I have a hobby project with maybe 20 packages involved. Circular dependencies were getting harder and harder to solve.

What worked in this situation was to separate the whole hairball into two layers. The packages in the app layer could import packages from the utilities layer, but not vice-versa.

This introduced enough structure to simplify the removal of circularities and prevent new outbreaks.



But, don't you know you can't have a utils package either?

A package must implement one functionality, and it must be clear from the short import name what that functionality is.

A package is also the only way to enforce visibility (and often, with that, other useful properties like immutability).

So packages can't be too big, or too generic, but they can't also be too small, or too specific.

I also have 2 (or 3?) layers, and a utils package, and the packages are huge, and yet I need various cheats to allow cyclic dependencies, and have some repetition with other tricks to avoid some of it.

It's the real world, and guess what, the very well designed standard library does… all of the above too.


> But, don't you know you can't have a utils package either?

Oh, I know.

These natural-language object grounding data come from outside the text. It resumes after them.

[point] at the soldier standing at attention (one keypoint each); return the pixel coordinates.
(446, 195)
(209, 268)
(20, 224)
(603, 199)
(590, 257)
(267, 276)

What I have is over half a dozen such packages named "*utils".


What do you mean by "can't"?

"Can not" means "not possible", but it's clearly possible.


I obviously meant "can't" not RFC 2119 "MUST NOT".

I could list more sources, but I'll just leave you with these:

https://go.dev/blog/package-names

https://google.github.io/styleguide/go/best-practices#util-p...

https://dave.cheney.net/2019/01/08/avoid-package-names-like-...

The Google style guide is worth a read through, as the subsequent point recognizes the difficulties around package size. It can make sense to have a package with a single function, and it can almost make sense to stuff your entire program/library in a single package.

The two rules work that exacerbate this tension are precisely visibility and no cyclic dependencies.

The perfect is the enemy of the good. Forbidding cyclic dependencies is one such case, IMO.